Figuratively, all of us are on the “Emmaus Road”. Are we fleeing to Emmaus or heading to community where we will find the center of our lives as a followers of Jesus?
We know the story
Two followers of Jesus are on the Emmaus Road. They are confused, disoriented, perhaps even feeling deceived.
A stranger enters their lives and helps them see the big picture. Their hearts become light with excitement. They beg him to stay with them for a meal. A moment of insight opens their eyes! Then he disappears! But not before they recognized in the breaking of the bread that it was Jesus who had just helped them make sense of the week’s events. They now know which direction they need to take on Emmaus Road. Back to Jerusalem to rejoice with other followers.
Can we see ourselves in that story?
How often do we travel mindlessly along the roads of our lives not knowing whether we are heading north or south, east or west? We are simply on the road.
We don’t take the time to look beyond our immediate concerns. We are focused on our disappointments, confusion, or aimlessness. We welcome the distraction of the billboards that catch our attention.
A “stranger” comes into our lives… a spouse, a friend, a spiritual director, a teacher… maybe even a misfortune. The experience does not register at first. As we walk something clicks. We begin to make connections. We begin to know where the center of our lives is and which direction to travel.
For Paul, journeying to persecute Christians, it was a shattering experience. He was confident he was moving in the right direction. Then he got struck down, turned around. He spent months with his mentors learning about a new direction in his life.
Sometimes God wakes us up gently (Emmaus). Sometimes God shakes us up (Damascus).
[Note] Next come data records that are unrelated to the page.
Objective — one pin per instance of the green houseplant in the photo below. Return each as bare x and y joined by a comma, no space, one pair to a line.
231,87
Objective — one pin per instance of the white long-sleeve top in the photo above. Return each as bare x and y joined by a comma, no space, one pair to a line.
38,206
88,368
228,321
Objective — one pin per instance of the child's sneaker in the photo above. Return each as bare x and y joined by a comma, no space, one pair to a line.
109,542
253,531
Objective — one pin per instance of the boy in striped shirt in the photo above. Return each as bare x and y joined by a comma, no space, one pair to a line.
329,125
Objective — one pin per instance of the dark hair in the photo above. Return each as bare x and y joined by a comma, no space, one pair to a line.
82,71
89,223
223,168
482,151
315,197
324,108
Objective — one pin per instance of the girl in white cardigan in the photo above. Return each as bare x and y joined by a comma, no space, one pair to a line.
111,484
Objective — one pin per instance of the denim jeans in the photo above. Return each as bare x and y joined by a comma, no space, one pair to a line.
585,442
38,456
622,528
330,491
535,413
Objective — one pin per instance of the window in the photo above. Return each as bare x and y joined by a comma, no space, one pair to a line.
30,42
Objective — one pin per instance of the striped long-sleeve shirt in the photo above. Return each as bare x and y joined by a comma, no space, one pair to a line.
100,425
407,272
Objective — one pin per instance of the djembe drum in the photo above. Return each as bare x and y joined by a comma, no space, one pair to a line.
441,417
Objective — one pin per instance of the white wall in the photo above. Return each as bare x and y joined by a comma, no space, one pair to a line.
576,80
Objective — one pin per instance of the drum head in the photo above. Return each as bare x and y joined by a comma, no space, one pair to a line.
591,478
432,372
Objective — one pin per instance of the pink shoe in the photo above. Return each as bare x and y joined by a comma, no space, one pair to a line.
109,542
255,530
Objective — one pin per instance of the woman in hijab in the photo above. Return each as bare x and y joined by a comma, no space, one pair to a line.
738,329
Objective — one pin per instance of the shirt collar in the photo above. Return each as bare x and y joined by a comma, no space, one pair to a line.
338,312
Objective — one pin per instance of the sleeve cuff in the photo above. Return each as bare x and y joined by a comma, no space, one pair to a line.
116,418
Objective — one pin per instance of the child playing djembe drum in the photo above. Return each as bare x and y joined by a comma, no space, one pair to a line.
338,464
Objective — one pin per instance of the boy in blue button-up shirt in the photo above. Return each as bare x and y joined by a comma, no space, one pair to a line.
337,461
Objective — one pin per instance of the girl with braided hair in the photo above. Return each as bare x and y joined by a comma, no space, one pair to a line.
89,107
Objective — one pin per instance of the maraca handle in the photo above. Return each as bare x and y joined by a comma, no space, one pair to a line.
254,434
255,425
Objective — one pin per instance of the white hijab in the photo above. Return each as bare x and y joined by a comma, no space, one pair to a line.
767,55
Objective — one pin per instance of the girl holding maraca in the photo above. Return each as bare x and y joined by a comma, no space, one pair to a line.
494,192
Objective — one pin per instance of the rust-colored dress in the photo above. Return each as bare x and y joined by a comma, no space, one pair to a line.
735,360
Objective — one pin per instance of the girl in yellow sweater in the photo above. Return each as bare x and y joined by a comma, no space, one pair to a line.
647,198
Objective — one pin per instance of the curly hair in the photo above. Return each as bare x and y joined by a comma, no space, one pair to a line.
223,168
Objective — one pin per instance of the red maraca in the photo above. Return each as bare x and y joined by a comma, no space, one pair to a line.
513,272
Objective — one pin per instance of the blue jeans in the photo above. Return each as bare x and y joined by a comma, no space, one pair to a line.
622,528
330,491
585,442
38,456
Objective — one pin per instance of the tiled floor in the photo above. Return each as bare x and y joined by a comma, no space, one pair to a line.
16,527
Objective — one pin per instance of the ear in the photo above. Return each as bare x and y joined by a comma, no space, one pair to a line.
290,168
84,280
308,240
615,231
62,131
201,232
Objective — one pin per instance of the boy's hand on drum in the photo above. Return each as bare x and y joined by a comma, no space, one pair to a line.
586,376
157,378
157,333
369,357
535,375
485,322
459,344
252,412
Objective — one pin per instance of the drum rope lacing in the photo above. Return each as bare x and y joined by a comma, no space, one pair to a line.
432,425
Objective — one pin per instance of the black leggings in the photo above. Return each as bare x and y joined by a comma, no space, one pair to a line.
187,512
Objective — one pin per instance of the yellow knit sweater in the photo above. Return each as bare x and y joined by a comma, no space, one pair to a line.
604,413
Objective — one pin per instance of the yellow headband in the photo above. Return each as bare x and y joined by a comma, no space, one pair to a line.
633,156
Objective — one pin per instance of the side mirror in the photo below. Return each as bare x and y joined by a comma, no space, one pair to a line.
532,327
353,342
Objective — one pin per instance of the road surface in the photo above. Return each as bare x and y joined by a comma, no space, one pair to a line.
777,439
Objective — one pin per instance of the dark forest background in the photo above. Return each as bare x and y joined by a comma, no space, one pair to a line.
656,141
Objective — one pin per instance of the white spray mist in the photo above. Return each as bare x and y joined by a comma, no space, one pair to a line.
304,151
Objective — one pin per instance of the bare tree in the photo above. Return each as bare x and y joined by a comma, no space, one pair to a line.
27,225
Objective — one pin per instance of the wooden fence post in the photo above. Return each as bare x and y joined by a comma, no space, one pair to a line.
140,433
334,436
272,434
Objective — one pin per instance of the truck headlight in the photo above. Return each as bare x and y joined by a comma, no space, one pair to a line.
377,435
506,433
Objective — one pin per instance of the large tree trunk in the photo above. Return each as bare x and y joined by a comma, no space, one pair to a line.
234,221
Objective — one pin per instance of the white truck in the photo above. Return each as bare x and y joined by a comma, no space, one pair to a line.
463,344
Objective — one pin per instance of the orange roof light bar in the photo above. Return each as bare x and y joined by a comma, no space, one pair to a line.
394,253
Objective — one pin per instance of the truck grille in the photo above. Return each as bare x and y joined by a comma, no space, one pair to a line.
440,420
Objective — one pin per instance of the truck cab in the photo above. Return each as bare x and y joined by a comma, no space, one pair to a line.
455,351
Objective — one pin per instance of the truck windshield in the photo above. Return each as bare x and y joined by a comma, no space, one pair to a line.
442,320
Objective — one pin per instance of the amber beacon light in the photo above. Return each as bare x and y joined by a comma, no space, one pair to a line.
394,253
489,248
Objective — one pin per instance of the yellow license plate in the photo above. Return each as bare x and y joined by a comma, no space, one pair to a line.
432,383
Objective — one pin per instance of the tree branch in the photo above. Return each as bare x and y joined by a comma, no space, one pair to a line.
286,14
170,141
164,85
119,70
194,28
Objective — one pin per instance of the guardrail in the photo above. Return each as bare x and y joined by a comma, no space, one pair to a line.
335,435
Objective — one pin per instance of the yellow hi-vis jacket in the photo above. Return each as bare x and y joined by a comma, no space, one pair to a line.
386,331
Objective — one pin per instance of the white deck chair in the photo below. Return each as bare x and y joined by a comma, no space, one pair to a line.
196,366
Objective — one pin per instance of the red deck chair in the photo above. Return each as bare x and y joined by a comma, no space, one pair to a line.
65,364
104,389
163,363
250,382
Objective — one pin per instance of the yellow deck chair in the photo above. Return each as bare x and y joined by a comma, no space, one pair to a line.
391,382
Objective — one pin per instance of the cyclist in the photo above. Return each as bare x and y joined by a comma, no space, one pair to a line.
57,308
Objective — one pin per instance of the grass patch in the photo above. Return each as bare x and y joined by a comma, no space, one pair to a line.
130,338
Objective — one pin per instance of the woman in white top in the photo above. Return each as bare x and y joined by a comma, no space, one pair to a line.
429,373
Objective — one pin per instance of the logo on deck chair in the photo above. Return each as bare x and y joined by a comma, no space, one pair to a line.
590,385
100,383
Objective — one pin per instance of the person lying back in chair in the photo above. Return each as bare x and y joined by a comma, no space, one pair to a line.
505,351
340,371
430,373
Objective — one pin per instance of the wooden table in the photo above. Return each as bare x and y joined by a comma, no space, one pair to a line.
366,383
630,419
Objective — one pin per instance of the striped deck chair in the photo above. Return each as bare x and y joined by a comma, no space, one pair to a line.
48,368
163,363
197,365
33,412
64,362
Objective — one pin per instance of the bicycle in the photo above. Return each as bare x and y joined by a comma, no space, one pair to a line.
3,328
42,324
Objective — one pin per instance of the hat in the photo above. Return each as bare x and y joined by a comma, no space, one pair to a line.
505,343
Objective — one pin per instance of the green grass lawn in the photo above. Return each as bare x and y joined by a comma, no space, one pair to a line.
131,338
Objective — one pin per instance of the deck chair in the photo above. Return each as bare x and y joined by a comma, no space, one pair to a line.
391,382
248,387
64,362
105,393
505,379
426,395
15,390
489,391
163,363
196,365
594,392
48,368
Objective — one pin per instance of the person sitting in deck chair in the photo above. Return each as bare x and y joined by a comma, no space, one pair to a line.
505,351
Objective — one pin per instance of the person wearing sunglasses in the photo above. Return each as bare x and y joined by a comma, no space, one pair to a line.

The stories of the Acts of the Apostles
In the stories of the Acts of the Apostles we watch as a community slowly begins to understand the cross as the most dramatic proof of love. They begin to understand Jesus’ command at the Last Supper is not only to those attending, but to each of us. “Wash one another’s feet!”
They began to see the cross as Jesus’ showing the ultimate way God of washes us, even unbelievers and Gentiles, with Divine love. It took them a while to understand we are to wash one another’s feet.
The Acts of the Apostles show the community and Paul struggling in ways they had not anticipated. They had to sort out so much of what they believed and practiced for centuries. Where did all the laws they were taught about what was clean and unclean and their temple practices fit in? What was enduring in their previous life and how to look at that in a new way? They wake up to the mission to do what Jesus did.
They were constantly ‘reading the signs of the times,’ growing in their understanding.
Food for thought…
- Am I struggling on the way to Emmaus… or certain on the road to Damascus?
- Who are the people who walk with me and open my eyes?
- Do I learn in communion with other followers?
Click below for an audio version of this Vincentian Mindwalk
It was Jesus who opened up Scriptures to the two disciples, made their hearts burn and finally opened their eyes at the breaking of the bread. All this was grace.
But it played no little role that they availed of the opportunity that presented itself. That is, they seized the opportunity that the day was almost done, by inviting the stranger to stay with them.
Do I do my part, I who don’t take the time to look beyond my immediate concerns and am focused on my disappointments, confusion, or aimlessness, “small-minded,” (SV. EN XII:82 https://via.library.depaul.edu/cgi/viewcontent.cgi?article=1036&context=vincentian_ebooks)? Do I do the things God shows me that He wants me to do?
Vincent was at one time focused on getting the means of an honorable retirement and the misfortunes and misadventures that came with his search (SV.EN I:15-16 https://via.library.depaul.edu/cgi/viewcontent.cgi?article=1025&context=vincentian_ebooks). But then his life-direction started to become clear in almost imperceptible manner (Delarue) when he started to avail of moments pointing to grace.
For me, it’s going to be, no doubt, a task of a lifetime. Jesus seems to appear and disappear, as though to tease me. It goes to show, it seems to me, I have to keep striving to forge ahead. After all, even the two who experienced Jesus while they were heading toward Emmaus and subsequently recounted their experience, even they, it seems, could not help feeling startled, terrified and troubled.